Historians must construct a scenario that best accounts for these facts. It’s like working on a puzzle. Just as the completion of the puzzle employs all the pieces without forcing certain ones to fit where they do not go, the best historical explanation employs all of the known facts without forcing any of them to fit.
We know that Jesus was arrested and crucified. This would have placed emotional stress on His disciples and might have made them candidates for hallucinations. The first fact, Jesus’ death, is not in question. And hallucinations do not explain the second fact: how the tomb became vacated. Hallucinations can only partially explain the third fact. Since hallucinations are a private phenomenon, this could explain an appearance to a disciple who may have been stricken with guilt and grief. Most of the reported appearances, however, were to groups, which cannot see the same hallucination. Hallucinations are like dreams. I could not wake my wife in the middle of the night and say, “Honey, I’m dreaming we’re in Hawaii. Go back to sleep and join me in my dream.” So, the hallucination theory strains the third fact tremendously to make it fit. And it cannot at all explain the fourth fact, since Jesus’ foes would not have been grieving over His death and would not have been candidates for hallucinations.
Reburial by Disciples?
As mentioned earlier, claims were made this past spring that the family tomb of Jesus had been discovered. The documentary proposed that Jesus’ disciples had taken His body from the tomb of Joseph of Arimathea and reburied it in His family tomb. This proposal easily accounts for the first and second facts—Jesus’ death by crucifixion and the empty tomb. However, it cannot explain the third and fourth. For if the disciples knew the location of the skeletal remains of Jesus, why would they proclaim He had been raised bodily as the earliest Christians taught? The fourth fact, the conversion of an adversary such as Saul, is likewise left unexplained. A reburied or stolen body would have been one of the first things suspected by Christ’s adversaries.

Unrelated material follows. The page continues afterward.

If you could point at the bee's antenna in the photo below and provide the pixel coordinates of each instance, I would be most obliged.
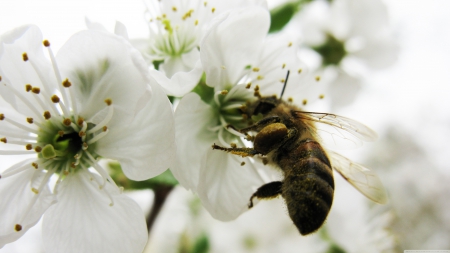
(284, 86)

The resurrection accounts for all four facts without forcing any of them like misplaced puzzle pieces. In fact, we have exactly what we would expect if Jesus rose from the dead: reports of His death by crucifixion, which also appear in the writings of non-Christian historians of the period; His empty tomb; and His resurrection appearances to friends and foes alike.
These facts are granted even by most skeptical scholars who do not believe the Bible was inspired by God because the evidence is so compelling. Even a Roman historian named Tacitus and a Jewish historian named Josephus reported Jesus’ death by crucifixion. Paul’s conversion is reported by early sources and eyewitness sources. The claim of Jesus’ disciples that He had been raised and had appeared to them is preserved in an ancient oral tradition that predates all of the New Testament writings and can be traced with certainty to the Jerusalem Church within just a few years of Jesus’ crucifixion. Some writings outside of the New Testament report that the Jewish leaders were claiming Jesus’ disciples had stolen His body—but why would they say this if His bones were in the family tomb? So even Jesus’ enemies have assisted modern historians.
Weighing scenarios as above is not always so simple, but it can be an enlightening exercise. I am personally encouraged to see that the resurrection of Jesus, which I long believed by faith only, is strongly supported by the conclusions of sound historical investigation. This sets Christianity apart from other religions. Jesus based the truth of His teachings about Himself—and how you and I can know God—on His resurrection. This is an audacious test that could be passed only if Almighty God raised His Son from the grave.